Per una spiegazione dettagliata con esempi pratici, consulta l’articolo di approfondimento: Prezzo di carico: perché è così importante per la dichiarazione dei redditi da criptovalute

Quadro RW

Parte del Modello Redditi (ex Unico) dedicata al monitoraggio fiscale delle attività finanziarie estere e delle criptovalute. Serve a dichiarare il possesso di criptovalute e a calcolare l’imposta di bollo (0,2% annuo) sul loro valore al 31 dicembre. È obbligatorio anche se non si sono realizzati guadagni, semplicemente per il possesso.

Quadro RT

Sezione del Modello Redditi dedicata alla dichiarazione delle plusvalenze da attività finanziarie, comprese le cripto-attività. Qui si indicano: le plusvalenze realizzate vendendo criptovalute con un guadagno superiore a 2.000 €. L’imposta da applicare sull’eccedenza è del 26%.

Quadro W

Equivalente del Quadro RW, ma presente nel Modello 730. Serve per dichiarare il possesso di criptovalute, anche se non si è fatto trading, e per pagare l’imposta di bollo sul valore totale delle cripto al 31 dicembre.

Quadro T

Equivalente del Quadro RT, ma presente nel Modello 730. Va compilato se si sono ottenuti guadagni da criptovalute (come vendite con plusvalenza o ricompense da staking).
Consente di calcolare l’imposta sostitutiva del 26% al netto della franchigia dei 2.000 euro sui redditi da cripto-attività.

Ravvedimento Operoso

Strumento previsto dalla normativa fiscale italiana che consente di regolarizzare omissioni o errori nella dichiarazione dei redditi, versando le imposte dovute con sanzioni e interessi ridotti. Può essere utilizzato, ad esempio, per sanare plusvalenze da criptovalute non dichiarate negli anni precedenti, prima che l’Agenzia delle Entrate avvii un controllo.

Ricompense da staking

Le criptovalute ricevute come premio per aver bloccato i propri fondi in staking sono considerate redditi diversi e, in quanto tali, imponibili. L’imposta del 26% si applica sul valore di mercato dei token al momento della ricezione, anche se non vengono venduti. Tuttavia, è prevista una franchigia annuale di 2.000 euro:

  • Se la somma dei redditi di questo tipo (inclusi staking, airdrop, premi Earn, ecc.) non supera i 2.000 euro in un anno, non è dovuta alcuna imposta.
  • Se la soglia viene superata, il 26% si applica solo sull’importo eccedente.

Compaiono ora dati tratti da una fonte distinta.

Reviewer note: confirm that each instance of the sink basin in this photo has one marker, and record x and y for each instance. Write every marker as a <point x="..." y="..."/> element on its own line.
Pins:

Questi importi vanno dichiarati e le imposte si pagano l’anno successivo alla ricezione dei token. Se successivamente vendi le criptovalute ricevute in staking — ad esempio convertendole in euro o in stablecoin classificate come EMT (come USDT o USDC) — e il valore di vendita è superiore a quello di ricezione, si genera una plusvalenza. Anche in questo caso si applica l’imposta del 26%, ma solo sulla parte di plusvalenza che supera la franchigia di 2.000 euro annui, se non già utilizzata.

Eventuali plusvalenze vanno dichiarate e le relative imposte versate l’anno successivo alla vendita.

Per una spiegazione dettagliata con esempi pratici, consulta l’articolo di approfondimento: Staking e Fisco: come funzionano le imposte sulle ricompense nel 2025

Rivalutazione

Meccanismo che permette di aggiornare il valore fiscale di carico delle criptovalute detenute al 1° gennaio dell’anno di dichiarazione, pagando un’imposta sostitutiva ridotta invece della normale tassazione sulle plusvalenze. Per le imposte sulle plusvalenze del 2024, ciò significa inserire come prezzo di acquisto (o prezzo di carico) il valore al 1° gennaio 2025. Questo sistema è particolarmente utile per chi non conosce il prezzo di acquisto delle proprie criptovalute perché le ha comprate molto tempo fa, non dispone della documentazione degli anni passati o è un early adopter che ha acquistato a prezzi molto bassi. L’obiettivo è evitare di pagare un’imposta molto elevata sulle plusvalenze accumulate nel tempo. Tuttavia, aderire alla rivalutazione comporta l’obbligo esplicito di pagare subito il 18% di imposta sostitutiva e, in futuro, il 26% sulle plusvalenze generate dalla vendita con riferimento al maggior valore rispetto al 1 gennaio 2025.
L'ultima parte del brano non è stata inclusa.